Ce financement devra s'adapter aux inventaires qui seront réalisés, selon M. Demers. Il anticipe que certaines municipalités auront un pourcentage plus important de bâtiments à protéger, de par leur âge ou leur géographie.

Il souligne que les plus petites municipalités auront particulièrement besoin d'un accompagnement, car elles ont moins de ressources humaines et financières pour accomplir les tâches demandées par Québec.

Jacques Demers, maire de Sainte-Catherine-de-Hatley et président de la Fédération québécoise des municipalités, en entrevue.

Jacques Demers est le maire de Sainte-Catherine-de-Hatley et président de la Fédération québécoise des municipalités.

Photo : Radio-Canada

La Fédération québécoise des municipalités propose pour sa part de créer un Fonds local du patrimoine à l'intention des Municipalité régionale de comté et des municipalités. Ce fonds permettrait de couvrir les coûts de production des inventaires, d'embaucher des ressources spécialisées, de couvrir les frais inhérents à des contestations judiciaires et de constituer des programmes pour les rénovations.

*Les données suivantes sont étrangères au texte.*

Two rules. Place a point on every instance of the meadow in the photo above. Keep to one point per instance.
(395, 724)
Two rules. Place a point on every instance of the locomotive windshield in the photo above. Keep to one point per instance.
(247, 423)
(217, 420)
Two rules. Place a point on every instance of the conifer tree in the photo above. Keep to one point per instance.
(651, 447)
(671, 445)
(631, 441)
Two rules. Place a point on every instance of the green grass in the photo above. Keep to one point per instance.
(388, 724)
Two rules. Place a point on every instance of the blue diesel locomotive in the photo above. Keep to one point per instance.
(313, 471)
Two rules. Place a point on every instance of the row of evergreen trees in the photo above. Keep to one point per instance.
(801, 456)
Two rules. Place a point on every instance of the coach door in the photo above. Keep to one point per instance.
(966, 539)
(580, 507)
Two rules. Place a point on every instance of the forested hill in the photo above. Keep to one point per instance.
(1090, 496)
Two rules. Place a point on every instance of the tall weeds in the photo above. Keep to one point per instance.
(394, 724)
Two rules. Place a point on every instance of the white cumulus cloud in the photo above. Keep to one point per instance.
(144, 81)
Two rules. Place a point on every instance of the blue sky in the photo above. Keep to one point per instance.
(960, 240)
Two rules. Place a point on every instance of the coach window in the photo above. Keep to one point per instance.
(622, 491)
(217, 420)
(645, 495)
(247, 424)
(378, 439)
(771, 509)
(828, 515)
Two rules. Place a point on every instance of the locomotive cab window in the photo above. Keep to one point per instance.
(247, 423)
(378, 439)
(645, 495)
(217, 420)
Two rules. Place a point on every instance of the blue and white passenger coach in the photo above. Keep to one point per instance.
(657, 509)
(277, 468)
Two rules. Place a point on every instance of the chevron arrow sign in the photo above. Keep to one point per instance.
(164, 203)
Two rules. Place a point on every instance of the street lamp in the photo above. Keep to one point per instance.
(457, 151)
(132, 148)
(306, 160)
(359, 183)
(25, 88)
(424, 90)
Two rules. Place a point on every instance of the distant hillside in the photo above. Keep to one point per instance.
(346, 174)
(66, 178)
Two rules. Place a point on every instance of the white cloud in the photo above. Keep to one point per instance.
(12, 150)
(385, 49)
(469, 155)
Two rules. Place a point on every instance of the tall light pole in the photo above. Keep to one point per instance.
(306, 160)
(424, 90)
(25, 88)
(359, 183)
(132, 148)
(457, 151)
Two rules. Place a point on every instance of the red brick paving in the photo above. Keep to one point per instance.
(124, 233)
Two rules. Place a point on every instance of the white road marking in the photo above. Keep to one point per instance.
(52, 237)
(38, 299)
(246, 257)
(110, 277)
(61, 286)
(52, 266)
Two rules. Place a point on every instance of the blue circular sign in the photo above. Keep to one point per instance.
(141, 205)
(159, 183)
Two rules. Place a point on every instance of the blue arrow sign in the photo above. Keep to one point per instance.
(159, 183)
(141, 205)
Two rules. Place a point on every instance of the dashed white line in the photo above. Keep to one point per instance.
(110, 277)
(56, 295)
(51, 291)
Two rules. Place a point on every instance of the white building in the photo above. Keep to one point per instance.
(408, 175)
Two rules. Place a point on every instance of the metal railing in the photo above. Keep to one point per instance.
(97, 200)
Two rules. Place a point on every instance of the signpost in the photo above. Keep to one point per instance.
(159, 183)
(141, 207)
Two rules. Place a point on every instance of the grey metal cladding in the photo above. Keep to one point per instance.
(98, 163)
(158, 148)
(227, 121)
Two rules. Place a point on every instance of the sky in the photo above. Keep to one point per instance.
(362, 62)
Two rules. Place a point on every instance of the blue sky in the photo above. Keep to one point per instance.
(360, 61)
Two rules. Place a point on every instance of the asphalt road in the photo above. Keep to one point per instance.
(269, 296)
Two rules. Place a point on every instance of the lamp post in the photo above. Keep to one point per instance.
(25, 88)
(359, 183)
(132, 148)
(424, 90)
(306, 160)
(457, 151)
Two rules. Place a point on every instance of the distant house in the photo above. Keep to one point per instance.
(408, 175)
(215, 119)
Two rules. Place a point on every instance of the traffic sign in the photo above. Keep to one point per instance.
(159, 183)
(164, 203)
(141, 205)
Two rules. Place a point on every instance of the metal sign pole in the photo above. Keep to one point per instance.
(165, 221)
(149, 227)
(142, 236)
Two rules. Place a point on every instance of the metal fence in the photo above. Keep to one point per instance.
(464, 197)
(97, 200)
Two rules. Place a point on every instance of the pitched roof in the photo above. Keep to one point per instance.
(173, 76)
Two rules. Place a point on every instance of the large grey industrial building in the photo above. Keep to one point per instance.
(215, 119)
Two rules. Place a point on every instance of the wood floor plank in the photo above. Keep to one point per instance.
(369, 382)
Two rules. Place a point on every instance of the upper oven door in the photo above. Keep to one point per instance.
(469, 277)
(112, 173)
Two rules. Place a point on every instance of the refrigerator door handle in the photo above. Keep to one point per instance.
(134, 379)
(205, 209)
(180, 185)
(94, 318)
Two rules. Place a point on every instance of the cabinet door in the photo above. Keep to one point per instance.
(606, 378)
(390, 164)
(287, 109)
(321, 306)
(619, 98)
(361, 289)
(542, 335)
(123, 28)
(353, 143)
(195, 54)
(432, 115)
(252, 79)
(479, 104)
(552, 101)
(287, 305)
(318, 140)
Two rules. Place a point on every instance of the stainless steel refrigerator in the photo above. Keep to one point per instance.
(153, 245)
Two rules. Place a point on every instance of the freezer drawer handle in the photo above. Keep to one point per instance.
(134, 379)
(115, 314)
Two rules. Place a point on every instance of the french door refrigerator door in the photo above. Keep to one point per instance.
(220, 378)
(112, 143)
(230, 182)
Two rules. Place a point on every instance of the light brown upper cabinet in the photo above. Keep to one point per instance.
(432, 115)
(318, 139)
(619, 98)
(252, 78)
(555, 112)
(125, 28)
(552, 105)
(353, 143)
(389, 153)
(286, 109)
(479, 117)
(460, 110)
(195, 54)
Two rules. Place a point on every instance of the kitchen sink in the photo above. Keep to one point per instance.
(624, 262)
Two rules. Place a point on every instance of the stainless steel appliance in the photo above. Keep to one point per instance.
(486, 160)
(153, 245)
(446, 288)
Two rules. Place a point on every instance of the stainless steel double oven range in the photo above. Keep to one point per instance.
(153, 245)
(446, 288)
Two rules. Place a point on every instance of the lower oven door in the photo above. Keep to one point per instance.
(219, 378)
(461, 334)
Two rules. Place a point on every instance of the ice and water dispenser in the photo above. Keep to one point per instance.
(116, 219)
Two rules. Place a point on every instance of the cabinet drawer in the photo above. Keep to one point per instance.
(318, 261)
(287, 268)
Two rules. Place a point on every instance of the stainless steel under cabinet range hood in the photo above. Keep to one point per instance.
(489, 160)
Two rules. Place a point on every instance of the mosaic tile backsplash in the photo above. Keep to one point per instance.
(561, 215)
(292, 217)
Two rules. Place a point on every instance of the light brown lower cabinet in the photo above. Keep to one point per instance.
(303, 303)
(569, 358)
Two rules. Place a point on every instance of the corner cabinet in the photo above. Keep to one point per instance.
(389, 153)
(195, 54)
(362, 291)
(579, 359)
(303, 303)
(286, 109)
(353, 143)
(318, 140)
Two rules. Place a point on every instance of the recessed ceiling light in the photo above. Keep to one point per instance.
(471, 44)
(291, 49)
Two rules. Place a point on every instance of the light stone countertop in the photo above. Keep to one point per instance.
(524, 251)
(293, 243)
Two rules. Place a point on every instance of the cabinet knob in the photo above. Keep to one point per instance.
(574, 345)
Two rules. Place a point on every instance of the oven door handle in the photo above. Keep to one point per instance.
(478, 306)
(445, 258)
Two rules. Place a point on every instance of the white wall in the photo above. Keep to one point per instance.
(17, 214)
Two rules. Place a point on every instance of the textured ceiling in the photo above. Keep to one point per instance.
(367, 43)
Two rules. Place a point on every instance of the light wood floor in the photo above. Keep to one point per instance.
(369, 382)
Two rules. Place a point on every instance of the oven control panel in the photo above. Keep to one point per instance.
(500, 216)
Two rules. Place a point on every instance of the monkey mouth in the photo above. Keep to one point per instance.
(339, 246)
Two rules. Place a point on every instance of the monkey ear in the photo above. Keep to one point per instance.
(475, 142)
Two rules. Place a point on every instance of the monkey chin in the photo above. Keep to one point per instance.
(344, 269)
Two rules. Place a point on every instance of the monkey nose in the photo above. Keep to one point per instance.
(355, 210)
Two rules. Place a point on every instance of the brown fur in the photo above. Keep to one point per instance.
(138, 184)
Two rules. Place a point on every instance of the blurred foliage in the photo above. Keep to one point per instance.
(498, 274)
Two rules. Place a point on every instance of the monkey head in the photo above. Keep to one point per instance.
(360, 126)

Plus tôt la semaine dernière, la ministre de la Culture, Nathalie Roy, a promis que le gouvernement serait au rendez-vous pour aider les villes. Parlant du patrimoine bâti comme d'une responsabilité partagée, elle a affirmé que le provincial sera là pour aider, soutenir et pour financer.

Cette promesse, selon les grandes organisations municipales, devra se traduire par de l'argent sonnant dans le budget, qui sera présenté le 25 mars.

Bonne volonté

Christine St-Pierre, députée libérale et critique de l'opposition officielle en matière de culture et de patrimoine, est aussi d'avis qu'il faudra ouvrir les goussets pour aider financièrement les municipalités.

Mais au-delà de l'argent, l'ancienne ministre de la Culture s'interroge sur la façon dont seront appliquées les exigences demandées par le gouvernement dans le projet de loi 69.

Sur les règlements d'entretien que devront adopter les villes, par exemple, Mme St-Pierre cherche à savoir comment les municipalités vont définir le dépérissement d'une structure. Elle se demande également comment la municipalité va entrer dans la propriété de quelqu'un pour aller en vérifier son état. Toute la question de la propriété privée, il y a un vide là, dit-elle à propos du projet de loi.

La députée libérale Christine St-Pierre.

La députée libérale Christine St-Pierre

Photo : La Presse canadienne / Jacques Boissinot

Autre grande question soulevée par l'opposition libérale : qu'arrivera-t-il si une Municipalité refuse d'appliquer les réglementations exigées par le provincial et serait-elle punie?

À ce sujet, la ministre Nathalie Roy s'est référée à un juriste du ministère de la Culture, en commission parlementaire la semaine dernière. Ce dernier a répondu qu'il n'existait aucune jurisprudence voulant qu'un gouvernement ait forcé une Ville à appliquer ses propres règlements.

Des sanctions ne sont pas prévues actuellement pour des municipalités qui ne rempliraient pas les nouvelles exigences. Le gouvernement semble donc, selon Mme St-Pierre, se fier sur leur bonne foi.